Pasal 188
BAB 5 — TRANSPORTASI PERAIRAN
(1) Daerah Lingkungan Kerja Pelabuhan terdiri atas : a. wilayah daratan; dan b. wilayah perairan.
(2) Wilayah daratan sebagaimana dimaksud pada ayat (1) huruf a digunakan untuk kegiatan fasilitas pokok dan fasilitas penunjang.
(3) Wilayah perairan sebagaimana dimaksud pada ayat (1) huruf b digunakan untuk kegiatan alur Pelayaran, tempat labuh, tempat alih muat antar kapal, kolam Pelabuhan, kegiatan pemanduan, tempat perbaikan kapal dan kegiatan lain sesuai kebutuhan.
(4) Daerah Lingkungan Kepentingan Pelabuhan merupakan perairan Pelabuhan diluar Daerah Lingkungan Kerja Perairan.
(5) Daerah Lingkungan Kepentingan Pelabuhan digunakan untuk alur Pelayaran dari dan ke kepelabuhan, keperluan keadaan darurat, penempatan kapal mati, percobaan berlayar, untuk pemanduan kapal, pembangunan dan pemeliharaan kapal serta pengembangan Pelabuhan jangka panjang.
(6) Penetapan Daerah Lingkungan Kerja/Daerah Lingkungan Kepentingan Pelabuhan untuk Pelabuhan Utama dan Pelabuhan Pengumpul ditetapkan oleh Menteri dengan terlebih dahulu mendapatkan rekomendasi Gubernur.
(7) Rekomendasi penetapan Daerah Lingkungan Kerja/Daerah Lingkungan Kepentingan Pelabuhan untuk Pelabuhan Utama dan Pelabuhan Pengumpul sebagaimana dimaksud pada ayat (6) diberikan setelah memenuhi persyaratan administrasi dan teknis.
(8) Daerah Lingkungan Kerja/Daerah Lingkungan Kepentingan Pelabuhan Pengumpan ditetapkan oleh Gubernur.

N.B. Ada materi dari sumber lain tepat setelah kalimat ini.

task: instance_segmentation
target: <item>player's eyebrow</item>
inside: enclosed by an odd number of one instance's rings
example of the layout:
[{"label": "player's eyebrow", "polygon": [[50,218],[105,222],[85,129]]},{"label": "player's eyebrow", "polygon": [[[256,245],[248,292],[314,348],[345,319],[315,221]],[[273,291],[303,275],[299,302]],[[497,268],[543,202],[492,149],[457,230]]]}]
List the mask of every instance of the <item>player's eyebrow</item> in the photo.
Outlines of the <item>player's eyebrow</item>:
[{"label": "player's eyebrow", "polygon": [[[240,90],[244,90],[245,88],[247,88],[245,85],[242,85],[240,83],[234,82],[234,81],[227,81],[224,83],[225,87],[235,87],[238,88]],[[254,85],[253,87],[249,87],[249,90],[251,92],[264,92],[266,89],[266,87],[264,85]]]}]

(9) Penetapan Daerah Lingkungan Kerja / Daerah Lingkungan Kepentingan Pelabuhan Pengumpan sebagaimana dimaksud pada ayat (9) diberikan setelah memenuhi persyaratan administrasi dan teknis.
(10) Ketentuan lebih lanjut mengenai tata cara pemberian rekomendasi penetapan Daerah Lingkungan Kerja/Daerah Lingkungan Kepentingan Pelabuhan sebagaimana dimaksud pada ayat (7) dan tata cara penetapan Daerah Lingkungan Kerja/Daerah Lingkungan Kepentingan Pelabuhan Pengumpan sebagaimana dimaksud pada ayat (9) diatur dengan Peraturan Gubernur.